Singer, bandleader, Tito Rodriguez (Pablo Rodríguez Lozada)

The Palladium had three main house bands that kept music in constant rotation, known as  The Big-Three led by “The King of Mambo” and showman Tito Puente, revolutionary bandleader Machito (Francisco Raúl Gutiérrez Grillo) and polished lyricist Tito Rodriguez. Because of its exceptional orchestration, naturally, the Palladium attracted artists the likes of Sarah Vaughn, Dizzy Gillespie, and Sammy Davis Jr. As a result, hints of Afro-Cuban music would make its way into the Jazz scene. 

The Palladium’s in-house dancers were an ethnically mixed group, with its most famous, Puerto Rican-born “Cuban Pete” and Millie Donae who was of Italian descent.
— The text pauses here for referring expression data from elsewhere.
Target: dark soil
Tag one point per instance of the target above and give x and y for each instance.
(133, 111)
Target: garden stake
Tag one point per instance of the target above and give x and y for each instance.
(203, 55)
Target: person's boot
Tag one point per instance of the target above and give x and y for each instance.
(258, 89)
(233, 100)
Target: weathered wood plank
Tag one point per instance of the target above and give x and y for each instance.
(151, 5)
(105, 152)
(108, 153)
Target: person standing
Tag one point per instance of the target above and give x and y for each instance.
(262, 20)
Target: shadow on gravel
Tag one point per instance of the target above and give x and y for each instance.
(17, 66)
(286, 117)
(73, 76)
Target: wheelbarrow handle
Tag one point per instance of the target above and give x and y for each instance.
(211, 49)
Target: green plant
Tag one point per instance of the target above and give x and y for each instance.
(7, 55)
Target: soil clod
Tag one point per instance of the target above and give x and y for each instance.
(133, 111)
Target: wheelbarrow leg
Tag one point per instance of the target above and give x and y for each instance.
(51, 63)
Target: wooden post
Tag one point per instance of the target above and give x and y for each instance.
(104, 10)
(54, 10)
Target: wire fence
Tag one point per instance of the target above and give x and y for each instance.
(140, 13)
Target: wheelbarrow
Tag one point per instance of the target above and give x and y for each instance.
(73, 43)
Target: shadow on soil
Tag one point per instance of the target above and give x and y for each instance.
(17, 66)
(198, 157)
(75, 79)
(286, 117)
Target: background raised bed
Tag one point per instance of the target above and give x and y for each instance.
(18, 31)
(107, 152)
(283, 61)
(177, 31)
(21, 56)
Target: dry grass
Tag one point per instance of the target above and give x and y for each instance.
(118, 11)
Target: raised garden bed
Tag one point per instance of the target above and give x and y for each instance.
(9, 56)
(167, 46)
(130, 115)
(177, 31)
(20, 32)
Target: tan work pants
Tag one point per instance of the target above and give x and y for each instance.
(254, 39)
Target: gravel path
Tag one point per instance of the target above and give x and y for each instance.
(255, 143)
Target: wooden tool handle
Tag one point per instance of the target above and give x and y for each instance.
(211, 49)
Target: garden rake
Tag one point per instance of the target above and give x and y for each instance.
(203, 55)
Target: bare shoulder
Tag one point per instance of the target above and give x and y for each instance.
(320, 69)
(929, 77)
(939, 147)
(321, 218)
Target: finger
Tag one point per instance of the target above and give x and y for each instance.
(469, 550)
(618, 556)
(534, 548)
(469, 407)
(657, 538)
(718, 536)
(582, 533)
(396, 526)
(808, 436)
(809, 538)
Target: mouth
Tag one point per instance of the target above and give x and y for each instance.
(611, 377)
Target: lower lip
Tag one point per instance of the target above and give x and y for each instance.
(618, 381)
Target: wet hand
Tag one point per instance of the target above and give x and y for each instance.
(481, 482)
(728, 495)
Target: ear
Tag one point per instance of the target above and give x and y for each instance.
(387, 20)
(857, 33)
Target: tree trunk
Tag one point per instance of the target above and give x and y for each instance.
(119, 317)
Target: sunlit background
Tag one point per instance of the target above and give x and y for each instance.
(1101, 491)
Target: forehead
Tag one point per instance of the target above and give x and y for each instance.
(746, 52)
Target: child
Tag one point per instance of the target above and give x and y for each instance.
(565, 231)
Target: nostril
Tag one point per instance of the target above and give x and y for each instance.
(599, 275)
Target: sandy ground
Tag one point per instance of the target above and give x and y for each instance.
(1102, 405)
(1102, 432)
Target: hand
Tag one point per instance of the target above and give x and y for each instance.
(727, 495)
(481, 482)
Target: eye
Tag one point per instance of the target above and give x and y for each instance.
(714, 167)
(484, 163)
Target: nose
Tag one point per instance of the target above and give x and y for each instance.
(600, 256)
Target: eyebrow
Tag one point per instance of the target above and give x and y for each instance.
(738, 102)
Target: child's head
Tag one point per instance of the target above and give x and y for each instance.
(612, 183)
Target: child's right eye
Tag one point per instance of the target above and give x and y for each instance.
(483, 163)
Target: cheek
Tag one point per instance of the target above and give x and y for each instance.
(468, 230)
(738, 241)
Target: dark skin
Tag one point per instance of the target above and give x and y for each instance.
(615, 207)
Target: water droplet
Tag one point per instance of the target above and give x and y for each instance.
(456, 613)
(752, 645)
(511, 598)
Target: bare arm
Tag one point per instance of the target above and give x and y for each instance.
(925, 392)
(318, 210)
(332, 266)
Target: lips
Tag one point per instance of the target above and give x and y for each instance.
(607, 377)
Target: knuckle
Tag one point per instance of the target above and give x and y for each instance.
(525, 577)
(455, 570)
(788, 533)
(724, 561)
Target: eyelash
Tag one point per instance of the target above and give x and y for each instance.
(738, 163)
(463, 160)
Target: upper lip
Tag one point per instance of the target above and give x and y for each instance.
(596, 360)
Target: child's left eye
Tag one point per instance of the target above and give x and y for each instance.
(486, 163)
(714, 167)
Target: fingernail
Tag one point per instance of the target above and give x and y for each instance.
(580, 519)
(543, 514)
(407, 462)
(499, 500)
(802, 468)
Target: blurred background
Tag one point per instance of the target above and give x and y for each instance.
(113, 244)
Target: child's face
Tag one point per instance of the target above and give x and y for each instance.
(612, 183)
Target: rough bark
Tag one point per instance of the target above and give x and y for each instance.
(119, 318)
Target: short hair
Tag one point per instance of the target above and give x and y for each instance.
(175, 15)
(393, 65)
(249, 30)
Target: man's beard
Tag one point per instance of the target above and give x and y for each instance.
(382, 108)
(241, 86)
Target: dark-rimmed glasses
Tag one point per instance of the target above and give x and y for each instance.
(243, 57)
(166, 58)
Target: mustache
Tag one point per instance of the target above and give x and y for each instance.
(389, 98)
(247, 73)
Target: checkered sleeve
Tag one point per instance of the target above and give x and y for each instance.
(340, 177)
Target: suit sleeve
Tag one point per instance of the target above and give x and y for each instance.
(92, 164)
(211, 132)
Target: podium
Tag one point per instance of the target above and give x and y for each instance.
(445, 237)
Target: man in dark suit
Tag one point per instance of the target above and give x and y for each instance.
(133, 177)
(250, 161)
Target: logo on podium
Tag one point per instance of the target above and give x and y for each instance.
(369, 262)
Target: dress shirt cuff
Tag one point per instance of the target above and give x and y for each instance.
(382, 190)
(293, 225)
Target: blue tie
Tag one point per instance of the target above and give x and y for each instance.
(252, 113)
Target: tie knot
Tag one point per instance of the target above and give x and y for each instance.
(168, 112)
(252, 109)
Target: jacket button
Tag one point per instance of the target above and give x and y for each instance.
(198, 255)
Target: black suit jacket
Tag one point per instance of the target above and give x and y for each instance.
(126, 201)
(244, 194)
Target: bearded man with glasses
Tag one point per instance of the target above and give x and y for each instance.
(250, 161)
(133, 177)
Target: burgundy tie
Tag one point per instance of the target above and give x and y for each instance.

In recalling her first time at the Palladium watching an interracial couple take the floor, dancer Barbara Craddock stated, “It was like watching liquid velvet.”

“The King of Latin Jazz” percussionist, Tito Puente

In 1966 a police raid attributed to drug use closed the Palladium, sunsetting the era of the Mambo.   

A snapshot of the potential of what could be, The Palladium revealed an alternate universe.

Individuals that under the majority of circumstances would have been segregated instead found common ground uncovering truths that were even hidden to themselves. It took the transformational power of the music, and the channeling of their bodies, to allow the releasing of their souls, and its primal spontaneity resulted in instinctual perfection.